According to data presented yesterday by STR Global area director – Asia, Jonas Ogren, about 50 per cent of the Philippines’ pipeline is in luxury and upper upscale, 30 per cent in upscale, 15 per cent in midscale and the rest in economy. This contrasts with its South-east Asian neighbours, whose pipelines of upscale and midscale rooms are as high as almost 70 per cent. The economy segment has the smallest pipeline across all countries.

Highlighting that the Philippines needed more supply in the middle, Narzalina Z Lim, president of Asia-Pacific Projects, a tourism and hospitality consulting company, said the country had about 35 million domestic travellers looking for affordable accommodation, with the figure growing by eight per cent every year and expected to hit 56 million by 2016.
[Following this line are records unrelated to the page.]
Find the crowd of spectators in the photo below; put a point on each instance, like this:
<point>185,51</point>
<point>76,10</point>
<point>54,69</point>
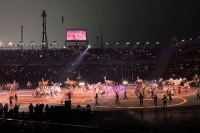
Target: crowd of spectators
<point>57,65</point>
<point>93,64</point>
<point>185,62</point>
<point>42,118</point>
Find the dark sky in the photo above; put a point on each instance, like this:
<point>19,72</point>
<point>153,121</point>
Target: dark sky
<point>121,20</point>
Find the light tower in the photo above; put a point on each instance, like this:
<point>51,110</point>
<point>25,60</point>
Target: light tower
<point>44,34</point>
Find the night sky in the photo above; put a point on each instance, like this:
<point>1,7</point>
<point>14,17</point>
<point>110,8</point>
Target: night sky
<point>121,20</point>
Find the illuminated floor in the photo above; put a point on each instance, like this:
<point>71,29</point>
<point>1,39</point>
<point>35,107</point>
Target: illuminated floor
<point>107,102</point>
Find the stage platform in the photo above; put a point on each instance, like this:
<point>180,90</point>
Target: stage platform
<point>106,101</point>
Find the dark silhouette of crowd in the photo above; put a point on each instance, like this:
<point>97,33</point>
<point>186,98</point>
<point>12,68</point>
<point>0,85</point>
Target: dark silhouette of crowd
<point>40,118</point>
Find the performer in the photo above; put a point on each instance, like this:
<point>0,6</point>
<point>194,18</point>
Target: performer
<point>164,101</point>
<point>155,99</point>
<point>16,97</point>
<point>141,97</point>
<point>117,99</point>
<point>69,95</point>
<point>125,96</point>
<point>197,93</point>
<point>170,97</point>
<point>96,100</point>
<point>10,100</point>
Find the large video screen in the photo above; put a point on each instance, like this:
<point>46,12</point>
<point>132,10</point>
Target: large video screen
<point>76,35</point>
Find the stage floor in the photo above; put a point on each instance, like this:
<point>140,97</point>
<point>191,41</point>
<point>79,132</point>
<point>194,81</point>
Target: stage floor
<point>106,101</point>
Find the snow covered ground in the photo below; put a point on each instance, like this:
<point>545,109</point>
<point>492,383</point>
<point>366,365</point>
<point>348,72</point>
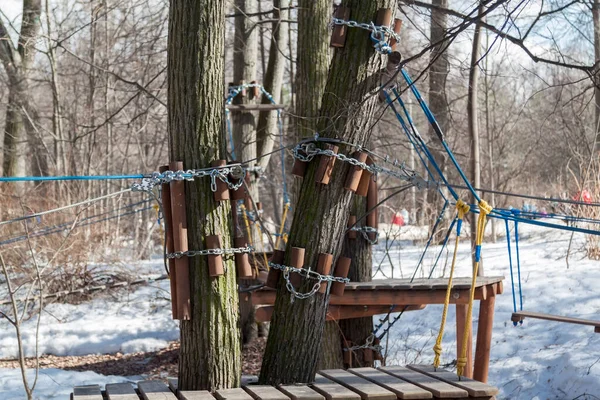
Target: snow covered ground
<point>539,360</point>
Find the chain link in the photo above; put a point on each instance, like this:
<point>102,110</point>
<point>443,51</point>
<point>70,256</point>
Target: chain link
<point>305,273</point>
<point>237,172</point>
<point>210,252</point>
<point>378,33</point>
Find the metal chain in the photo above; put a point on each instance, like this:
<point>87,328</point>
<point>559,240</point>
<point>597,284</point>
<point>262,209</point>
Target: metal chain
<point>305,273</point>
<point>378,33</point>
<point>222,173</point>
<point>210,252</point>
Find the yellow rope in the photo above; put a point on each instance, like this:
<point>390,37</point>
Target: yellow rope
<point>286,207</point>
<point>249,234</point>
<point>462,208</point>
<point>484,210</point>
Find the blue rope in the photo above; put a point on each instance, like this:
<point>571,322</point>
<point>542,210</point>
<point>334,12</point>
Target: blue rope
<point>69,178</point>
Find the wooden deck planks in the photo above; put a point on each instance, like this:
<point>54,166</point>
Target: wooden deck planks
<point>232,394</point>
<point>366,389</point>
<point>155,390</point>
<point>437,388</point>
<point>402,389</point>
<point>121,391</point>
<point>300,392</point>
<point>332,390</point>
<point>88,392</point>
<point>475,388</point>
<point>264,392</point>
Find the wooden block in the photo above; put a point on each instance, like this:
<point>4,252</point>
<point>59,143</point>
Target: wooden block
<point>332,390</point>
<point>325,167</point>
<point>263,392</point>
<point>351,222</point>
<point>215,261</point>
<point>155,390</point>
<point>355,172</point>
<point>222,192</point>
<point>121,391</point>
<point>342,267</point>
<point>338,36</point>
<point>475,388</point>
<point>232,394</point>
<point>324,268</point>
<point>436,387</point>
<point>402,389</point>
<point>274,274</point>
<point>300,392</point>
<point>88,392</point>
<point>367,390</point>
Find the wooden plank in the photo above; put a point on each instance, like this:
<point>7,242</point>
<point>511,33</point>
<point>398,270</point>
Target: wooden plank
<point>88,392</point>
<point>121,391</point>
<point>332,390</point>
<point>436,387</point>
<point>155,390</point>
<point>402,389</point>
<point>556,318</point>
<point>483,344</point>
<point>367,390</point>
<point>300,392</point>
<point>475,388</point>
<point>264,392</point>
<point>232,394</point>
<point>254,107</point>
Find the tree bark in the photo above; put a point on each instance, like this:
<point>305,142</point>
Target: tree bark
<point>322,211</point>
<point>210,342</point>
<point>357,330</point>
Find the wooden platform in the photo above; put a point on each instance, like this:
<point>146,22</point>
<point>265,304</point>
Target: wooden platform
<point>521,315</point>
<point>388,383</point>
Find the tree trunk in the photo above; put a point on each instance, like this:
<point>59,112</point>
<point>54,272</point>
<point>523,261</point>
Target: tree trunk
<point>322,211</point>
<point>438,74</point>
<point>357,330</point>
<point>210,342</point>
<point>472,116</point>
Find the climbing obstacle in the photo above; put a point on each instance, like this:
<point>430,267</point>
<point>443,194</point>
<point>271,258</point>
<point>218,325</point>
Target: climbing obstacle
<point>387,383</point>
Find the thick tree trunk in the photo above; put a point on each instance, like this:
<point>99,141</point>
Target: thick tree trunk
<point>472,116</point>
<point>438,74</point>
<point>322,211</point>
<point>357,330</point>
<point>210,342</point>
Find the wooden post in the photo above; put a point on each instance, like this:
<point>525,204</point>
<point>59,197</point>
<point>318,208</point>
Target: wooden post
<point>461,319</point>
<point>342,267</point>
<point>365,178</point>
<point>324,268</point>
<point>242,264</point>
<point>180,243</point>
<point>351,222</point>
<point>325,167</point>
<point>353,177</point>
<point>222,192</point>
<point>168,225</point>
<point>274,274</point>
<point>215,261</point>
<point>484,338</point>
<point>338,36</point>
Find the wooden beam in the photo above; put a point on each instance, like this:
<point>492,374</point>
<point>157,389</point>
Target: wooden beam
<point>484,339</point>
<point>336,313</point>
<point>383,297</point>
<point>254,107</point>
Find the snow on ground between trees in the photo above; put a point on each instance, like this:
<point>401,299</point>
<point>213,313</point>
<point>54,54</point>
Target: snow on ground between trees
<point>539,360</point>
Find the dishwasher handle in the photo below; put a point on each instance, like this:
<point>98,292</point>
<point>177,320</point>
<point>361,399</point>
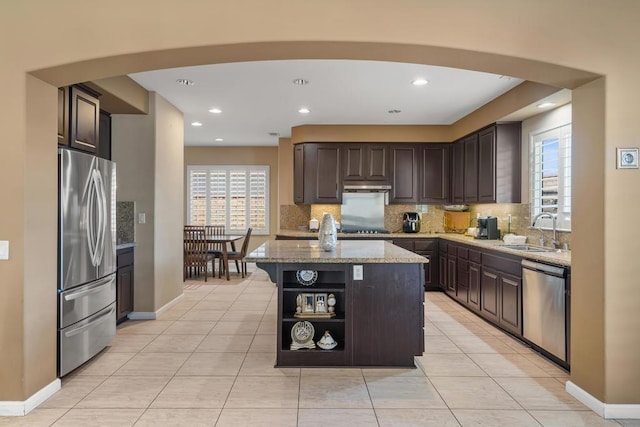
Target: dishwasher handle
<point>552,270</point>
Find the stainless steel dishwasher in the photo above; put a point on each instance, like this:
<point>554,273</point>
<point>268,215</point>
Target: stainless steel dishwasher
<point>544,307</point>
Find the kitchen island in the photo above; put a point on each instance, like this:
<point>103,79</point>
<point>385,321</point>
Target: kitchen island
<point>359,305</point>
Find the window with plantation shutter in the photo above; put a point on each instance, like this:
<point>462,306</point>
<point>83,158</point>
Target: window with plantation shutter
<point>550,181</point>
<point>234,196</point>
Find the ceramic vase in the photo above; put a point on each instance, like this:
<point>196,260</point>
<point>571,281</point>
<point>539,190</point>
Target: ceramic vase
<point>328,235</point>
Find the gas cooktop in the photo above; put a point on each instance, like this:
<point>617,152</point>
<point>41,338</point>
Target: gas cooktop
<point>365,231</point>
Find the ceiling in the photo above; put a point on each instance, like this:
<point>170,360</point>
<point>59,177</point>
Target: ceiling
<point>260,102</point>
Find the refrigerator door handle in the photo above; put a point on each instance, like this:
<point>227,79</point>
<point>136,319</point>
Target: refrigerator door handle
<point>102,214</point>
<point>101,318</point>
<point>96,288</point>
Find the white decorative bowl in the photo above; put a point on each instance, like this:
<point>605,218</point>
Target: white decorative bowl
<point>512,239</point>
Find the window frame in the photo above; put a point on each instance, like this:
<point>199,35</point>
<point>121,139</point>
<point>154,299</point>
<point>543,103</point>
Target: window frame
<point>564,187</point>
<point>208,169</point>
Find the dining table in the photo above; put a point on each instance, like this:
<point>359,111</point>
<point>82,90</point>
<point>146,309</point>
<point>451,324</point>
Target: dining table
<point>224,240</point>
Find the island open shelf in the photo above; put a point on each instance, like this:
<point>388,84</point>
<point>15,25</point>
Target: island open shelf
<point>378,311</point>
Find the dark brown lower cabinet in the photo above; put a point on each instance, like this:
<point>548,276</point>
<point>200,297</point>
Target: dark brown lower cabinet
<point>383,304</point>
<point>379,320</point>
<point>510,303</point>
<point>489,294</point>
<point>473,299</point>
<point>124,284</point>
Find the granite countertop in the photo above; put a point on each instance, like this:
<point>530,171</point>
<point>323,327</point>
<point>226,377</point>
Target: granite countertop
<point>346,252</point>
<point>556,257</point>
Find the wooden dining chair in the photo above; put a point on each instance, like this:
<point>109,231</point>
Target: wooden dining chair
<point>214,249</point>
<point>195,252</point>
<point>239,256</point>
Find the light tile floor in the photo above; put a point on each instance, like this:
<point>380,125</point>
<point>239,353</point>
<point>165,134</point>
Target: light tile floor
<point>208,361</point>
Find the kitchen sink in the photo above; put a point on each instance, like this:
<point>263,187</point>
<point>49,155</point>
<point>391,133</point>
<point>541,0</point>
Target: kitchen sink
<point>528,248</point>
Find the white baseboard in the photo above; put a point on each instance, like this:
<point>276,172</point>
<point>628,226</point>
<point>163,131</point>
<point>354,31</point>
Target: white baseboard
<point>605,410</point>
<point>153,315</point>
<point>21,408</point>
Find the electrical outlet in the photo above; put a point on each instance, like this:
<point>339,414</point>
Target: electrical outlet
<point>357,272</point>
<point>4,249</point>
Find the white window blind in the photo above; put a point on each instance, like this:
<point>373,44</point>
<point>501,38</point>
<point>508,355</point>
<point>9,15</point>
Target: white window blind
<point>550,168</point>
<point>234,196</point>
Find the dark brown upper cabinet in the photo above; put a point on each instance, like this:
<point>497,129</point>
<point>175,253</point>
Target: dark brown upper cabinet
<point>104,145</point>
<point>471,169</point>
<point>499,163</point>
<point>63,116</point>
<point>366,162</point>
<point>298,173</point>
<point>322,176</point>
<point>404,173</point>
<point>486,165</point>
<point>79,118</point>
<point>84,128</point>
<point>434,174</point>
<point>457,172</point>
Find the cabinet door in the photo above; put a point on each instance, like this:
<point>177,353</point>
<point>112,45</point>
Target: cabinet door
<point>474,286</point>
<point>377,163</point>
<point>104,147</point>
<point>387,305</point>
<point>124,292</point>
<point>322,177</point>
<point>457,174</point>
<point>487,165</point>
<point>63,116</point>
<point>404,175</point>
<point>489,289</point>
<point>442,271</point>
<point>510,303</point>
<point>462,276</point>
<point>85,120</point>
<point>471,169</point>
<point>354,162</point>
<point>298,173</point>
<point>434,174</point>
<point>451,274</point>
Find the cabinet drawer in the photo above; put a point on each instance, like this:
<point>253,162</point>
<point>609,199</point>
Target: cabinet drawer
<point>425,244</point>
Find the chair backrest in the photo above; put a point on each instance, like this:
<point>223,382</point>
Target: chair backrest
<point>245,244</point>
<point>214,230</point>
<point>195,246</point>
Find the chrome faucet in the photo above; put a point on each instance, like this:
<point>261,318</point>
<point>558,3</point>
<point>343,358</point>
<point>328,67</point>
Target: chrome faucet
<point>554,219</point>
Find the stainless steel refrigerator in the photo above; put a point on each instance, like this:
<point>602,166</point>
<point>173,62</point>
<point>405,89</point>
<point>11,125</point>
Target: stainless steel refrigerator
<point>86,257</point>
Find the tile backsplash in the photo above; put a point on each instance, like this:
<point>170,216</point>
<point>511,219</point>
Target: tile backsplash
<point>125,224</point>
<point>432,220</point>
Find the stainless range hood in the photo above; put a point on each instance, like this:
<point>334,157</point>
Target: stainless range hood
<point>366,187</point>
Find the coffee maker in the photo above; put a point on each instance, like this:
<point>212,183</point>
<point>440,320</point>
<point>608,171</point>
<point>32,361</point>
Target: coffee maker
<point>488,228</point>
<point>410,222</point>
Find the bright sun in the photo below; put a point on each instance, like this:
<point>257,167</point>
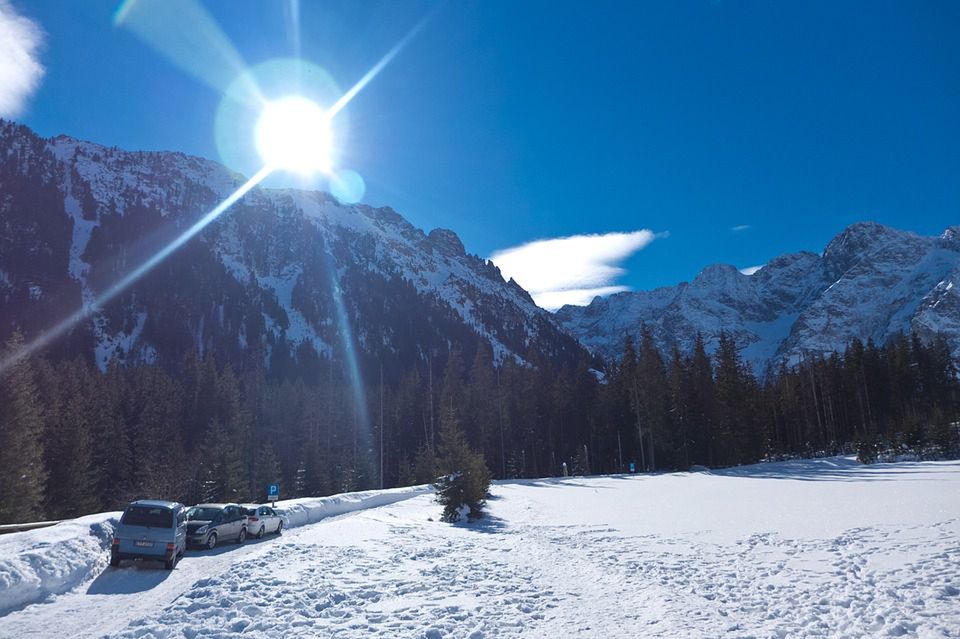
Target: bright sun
<point>293,134</point>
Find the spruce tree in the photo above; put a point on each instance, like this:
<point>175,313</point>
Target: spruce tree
<point>22,473</point>
<point>465,478</point>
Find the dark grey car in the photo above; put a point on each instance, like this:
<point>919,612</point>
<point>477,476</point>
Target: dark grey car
<point>150,529</point>
<point>208,524</point>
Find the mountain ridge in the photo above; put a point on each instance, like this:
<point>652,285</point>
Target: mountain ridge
<point>280,266</point>
<point>871,282</point>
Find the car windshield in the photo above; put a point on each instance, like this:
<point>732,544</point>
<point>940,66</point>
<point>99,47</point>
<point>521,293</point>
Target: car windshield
<point>204,514</point>
<point>147,516</point>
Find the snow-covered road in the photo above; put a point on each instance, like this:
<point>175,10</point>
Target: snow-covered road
<point>798,549</point>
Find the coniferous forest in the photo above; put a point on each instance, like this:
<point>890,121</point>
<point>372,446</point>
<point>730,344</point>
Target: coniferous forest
<point>75,440</point>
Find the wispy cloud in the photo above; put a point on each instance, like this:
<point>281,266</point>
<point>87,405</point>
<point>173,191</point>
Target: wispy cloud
<point>20,69</point>
<point>571,270</point>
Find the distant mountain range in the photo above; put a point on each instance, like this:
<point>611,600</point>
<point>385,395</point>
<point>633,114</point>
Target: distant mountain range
<point>290,276</point>
<point>871,282</point>
<point>294,276</point>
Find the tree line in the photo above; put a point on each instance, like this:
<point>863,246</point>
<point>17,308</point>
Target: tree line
<point>75,440</point>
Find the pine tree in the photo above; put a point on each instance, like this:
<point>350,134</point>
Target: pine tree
<point>219,467</point>
<point>22,473</point>
<point>71,489</point>
<point>465,478</point>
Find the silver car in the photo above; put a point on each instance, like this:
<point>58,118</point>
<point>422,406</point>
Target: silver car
<point>208,524</point>
<point>262,520</point>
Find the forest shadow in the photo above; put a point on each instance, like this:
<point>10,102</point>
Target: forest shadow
<point>488,524</point>
<point>133,576</point>
<point>840,469</point>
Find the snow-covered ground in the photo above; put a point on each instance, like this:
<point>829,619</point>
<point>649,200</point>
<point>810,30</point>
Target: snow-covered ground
<point>793,549</point>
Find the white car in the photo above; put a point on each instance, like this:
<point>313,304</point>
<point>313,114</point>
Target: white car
<point>262,520</point>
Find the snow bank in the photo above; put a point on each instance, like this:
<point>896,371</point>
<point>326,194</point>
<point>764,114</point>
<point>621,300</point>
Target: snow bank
<point>39,563</point>
<point>308,510</point>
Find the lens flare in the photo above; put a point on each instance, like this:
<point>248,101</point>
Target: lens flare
<point>293,134</point>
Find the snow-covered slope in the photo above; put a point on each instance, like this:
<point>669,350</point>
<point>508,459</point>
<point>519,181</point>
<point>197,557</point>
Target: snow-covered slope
<point>871,282</point>
<point>285,267</point>
<point>821,548</point>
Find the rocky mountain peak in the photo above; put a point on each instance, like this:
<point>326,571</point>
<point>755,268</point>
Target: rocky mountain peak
<point>871,282</point>
<point>446,242</point>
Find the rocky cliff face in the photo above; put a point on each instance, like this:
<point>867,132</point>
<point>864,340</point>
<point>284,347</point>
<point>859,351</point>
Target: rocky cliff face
<point>871,282</point>
<point>285,275</point>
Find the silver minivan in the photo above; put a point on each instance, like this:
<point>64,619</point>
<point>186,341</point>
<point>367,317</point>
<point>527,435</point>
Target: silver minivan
<point>151,529</point>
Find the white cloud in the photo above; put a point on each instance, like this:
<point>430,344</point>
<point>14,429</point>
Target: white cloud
<point>20,70</point>
<point>571,270</point>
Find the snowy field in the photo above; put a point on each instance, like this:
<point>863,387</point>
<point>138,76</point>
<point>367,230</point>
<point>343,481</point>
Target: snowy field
<point>824,548</point>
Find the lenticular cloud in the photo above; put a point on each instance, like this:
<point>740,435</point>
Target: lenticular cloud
<point>571,270</point>
<point>20,70</point>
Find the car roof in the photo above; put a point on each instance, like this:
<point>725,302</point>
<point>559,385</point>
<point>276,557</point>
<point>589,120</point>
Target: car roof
<point>156,503</point>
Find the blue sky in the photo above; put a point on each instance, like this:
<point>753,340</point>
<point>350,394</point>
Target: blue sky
<point>729,131</point>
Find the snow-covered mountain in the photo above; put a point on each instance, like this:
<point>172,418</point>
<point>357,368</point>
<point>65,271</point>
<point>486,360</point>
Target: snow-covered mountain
<point>281,267</point>
<point>871,281</point>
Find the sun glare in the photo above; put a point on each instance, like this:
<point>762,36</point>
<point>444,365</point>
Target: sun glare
<point>293,134</point>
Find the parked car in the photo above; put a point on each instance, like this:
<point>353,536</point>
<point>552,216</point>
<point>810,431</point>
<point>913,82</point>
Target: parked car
<point>151,529</point>
<point>208,524</point>
<point>262,520</point>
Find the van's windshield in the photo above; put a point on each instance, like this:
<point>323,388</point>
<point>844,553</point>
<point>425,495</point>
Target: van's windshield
<point>147,516</point>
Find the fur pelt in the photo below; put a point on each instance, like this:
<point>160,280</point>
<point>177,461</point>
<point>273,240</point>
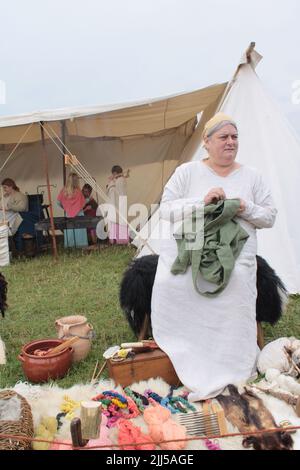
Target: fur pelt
<point>247,412</point>
<point>3,294</point>
<point>137,283</point>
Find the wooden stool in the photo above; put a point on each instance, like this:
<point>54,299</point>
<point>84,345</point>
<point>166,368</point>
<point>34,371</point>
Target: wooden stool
<point>260,336</point>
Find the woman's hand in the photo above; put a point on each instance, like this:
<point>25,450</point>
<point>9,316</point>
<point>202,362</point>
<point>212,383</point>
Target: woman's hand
<point>214,195</point>
<point>242,206</point>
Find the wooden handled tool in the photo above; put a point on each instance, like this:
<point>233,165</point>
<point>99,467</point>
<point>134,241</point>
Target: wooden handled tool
<point>66,344</point>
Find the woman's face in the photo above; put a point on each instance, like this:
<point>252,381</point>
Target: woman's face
<point>222,145</point>
<point>7,190</point>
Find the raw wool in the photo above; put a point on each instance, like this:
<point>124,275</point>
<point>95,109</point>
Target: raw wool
<point>285,383</point>
<point>45,401</point>
<point>273,355</point>
<point>2,353</point>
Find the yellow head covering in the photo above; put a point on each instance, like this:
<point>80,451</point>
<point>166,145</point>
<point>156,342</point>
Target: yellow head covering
<point>215,121</point>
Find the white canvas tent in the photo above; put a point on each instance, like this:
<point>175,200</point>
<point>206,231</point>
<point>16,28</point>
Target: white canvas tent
<point>153,137</point>
<point>268,143</point>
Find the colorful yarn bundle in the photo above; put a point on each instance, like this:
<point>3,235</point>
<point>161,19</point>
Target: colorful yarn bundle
<point>116,406</point>
<point>129,433</point>
<point>163,428</point>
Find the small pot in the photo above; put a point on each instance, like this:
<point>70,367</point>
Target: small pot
<point>40,368</point>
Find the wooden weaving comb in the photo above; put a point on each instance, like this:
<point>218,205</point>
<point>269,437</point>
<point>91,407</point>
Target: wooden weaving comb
<point>208,422</point>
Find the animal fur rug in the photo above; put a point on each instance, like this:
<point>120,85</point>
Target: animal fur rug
<point>45,400</point>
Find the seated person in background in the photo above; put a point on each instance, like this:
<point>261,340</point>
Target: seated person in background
<point>116,189</point>
<point>14,202</point>
<point>90,209</point>
<point>72,201</point>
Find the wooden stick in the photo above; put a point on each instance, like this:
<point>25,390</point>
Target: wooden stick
<point>61,347</point>
<point>291,360</point>
<point>90,415</point>
<point>76,434</point>
<point>93,376</point>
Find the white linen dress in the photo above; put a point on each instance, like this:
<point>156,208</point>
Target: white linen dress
<point>210,341</point>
The former tourism secretary of the Philippines said that since the government was in the midst of upgrading secondary airports to encourage direct flights from the region, hoteliers scouting for investment opportunities should consider locations “within an hour’s drive of these secondary gateways”.

These include hotspots such as Palawan, Cebu, Bohol and Davao, she said.

As for the popularity of China and India for future properties, hotel chiefs said these continued to be key markets, despite their challenges.

As of 2012, Asia-Pacific had 458,000 rooms in the pipeline, with the bulk headed for China (58 per cent), India (16 per cent) and Indonesia (seven per cent).

Speaking to TTG Asia e-Daily, Simon Cooper, president & managing director, Marriott International Asia-Pacific, pointed out that India’s lack of infrastructure was an issue.

“When you build a hotel, you need to build your own treatment plants, you can’t rely on 24-hour electricity and energy costs are also high.”

InterContinental Hotels Group chief executive, Asia, Middle East and Africa, Jan Smits, added that “developing talent” was his biggest concern, explaining that the company was investing a huge proportion of its resources in this area.

When asked if he was worried about last year’s negative RevPAR growth in China (-1.7 per cent) and India (-5.1 per cent), Smits said: “It takes a little time for demand and supply to catch up.”

In India, for instance, he explained that it was coming from a very low base. “It might have had one branded hotel in a city, then suddenly two or three…with such a big population, a huge middle class and 750 million domestic travellers, it’s all there.”

Thailand saw the highest RevPAR growth in 2012 (15.4 per cent), followed by Japan (13.2 per cent) and the Maldives (10.9 per cent). Singapore, Indonesia, Malaysia, the Philippines, Australia, South Korea, Hong Kong and Taiwan all posted single-digit growth. Vietnam, however, saw negative growth of 2.7 per cent.